Douglass' Other Autobiographies

My Bondage and My Freedom was written when slavery was still in effect, and Douglass still refused to divulge his means of escaping from Baltimore to New York. He did not want to jeopardize those friends who helped him escape.

In The Life and Times of Frederick Douglass (1881), published sixteen years after the Civil War, when slavery was no longer a legal matter, Douglass reveals how he escaped. He borrowed identification papers from a friend, a free black sailor, and simply took the train to New York City.
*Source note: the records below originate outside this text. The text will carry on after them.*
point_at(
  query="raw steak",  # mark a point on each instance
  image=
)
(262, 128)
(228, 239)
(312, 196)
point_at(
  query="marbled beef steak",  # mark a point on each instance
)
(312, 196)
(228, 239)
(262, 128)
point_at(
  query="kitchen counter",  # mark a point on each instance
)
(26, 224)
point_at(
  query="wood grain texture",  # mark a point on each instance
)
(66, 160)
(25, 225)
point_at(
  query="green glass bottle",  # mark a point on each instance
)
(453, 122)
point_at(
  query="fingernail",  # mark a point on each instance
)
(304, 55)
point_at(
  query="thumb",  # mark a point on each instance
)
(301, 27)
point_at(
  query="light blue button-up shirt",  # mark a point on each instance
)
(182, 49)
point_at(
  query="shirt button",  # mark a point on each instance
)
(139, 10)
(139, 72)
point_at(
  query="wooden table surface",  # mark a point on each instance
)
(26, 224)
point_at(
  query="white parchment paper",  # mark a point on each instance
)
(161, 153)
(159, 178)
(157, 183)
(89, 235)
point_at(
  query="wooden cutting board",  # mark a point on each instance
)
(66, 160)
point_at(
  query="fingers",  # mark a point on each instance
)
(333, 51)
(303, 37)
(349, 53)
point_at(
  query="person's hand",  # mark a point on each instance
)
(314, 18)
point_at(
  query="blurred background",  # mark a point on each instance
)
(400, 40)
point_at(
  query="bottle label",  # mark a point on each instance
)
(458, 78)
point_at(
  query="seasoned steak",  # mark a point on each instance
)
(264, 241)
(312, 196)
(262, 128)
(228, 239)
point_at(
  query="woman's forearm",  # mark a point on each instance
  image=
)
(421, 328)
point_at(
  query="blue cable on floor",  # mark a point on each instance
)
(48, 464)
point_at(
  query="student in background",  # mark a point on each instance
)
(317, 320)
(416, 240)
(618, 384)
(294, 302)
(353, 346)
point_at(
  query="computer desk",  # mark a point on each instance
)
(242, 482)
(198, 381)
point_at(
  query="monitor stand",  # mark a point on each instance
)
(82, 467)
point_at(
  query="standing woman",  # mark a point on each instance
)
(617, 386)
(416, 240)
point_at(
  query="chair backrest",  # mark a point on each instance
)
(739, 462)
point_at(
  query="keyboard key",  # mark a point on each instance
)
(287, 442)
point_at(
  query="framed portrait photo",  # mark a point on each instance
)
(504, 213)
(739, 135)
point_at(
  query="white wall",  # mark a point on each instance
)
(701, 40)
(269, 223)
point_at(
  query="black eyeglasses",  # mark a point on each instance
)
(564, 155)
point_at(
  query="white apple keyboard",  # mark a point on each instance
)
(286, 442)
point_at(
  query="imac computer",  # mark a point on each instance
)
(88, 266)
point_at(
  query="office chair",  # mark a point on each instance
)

My Bondage and My Freedom ends Douglass' story in 1855, when he was still a member of the Garrisonian wing of the abolitionist movement. In Life and Times, he describes how he became a close friend of John Brown, the leader of a movement dedicated to ending slavery through armed resistance and slave uprisings. Douglass then tells the reader that Brown originally planned to raid Harper's Ferry in 1858 but had to postpone the raid for a year when plans for the attack were leaked by a traitor. Douglass knew about the 1859 raid well in advance; in fact, he provided financial and spiritual support for Brown's venture even though he never felt fit enough to be a part of a military operation. Brown was arrested while Douglass was lecturing in Philadelphia, and, learning about Brown's arrest, he telegraphed his own son Lewis in Rochester, New York, and asked him to secure and hide Brown's letters. Predictably, U.S. marshals soon arrived to question and search Douglass' household in Rochester. Douglass returned to Rochester and pretended that he was heading for Michigan. Instead, he left for Canada, and, on November 12, 1859, he left Quebec for England.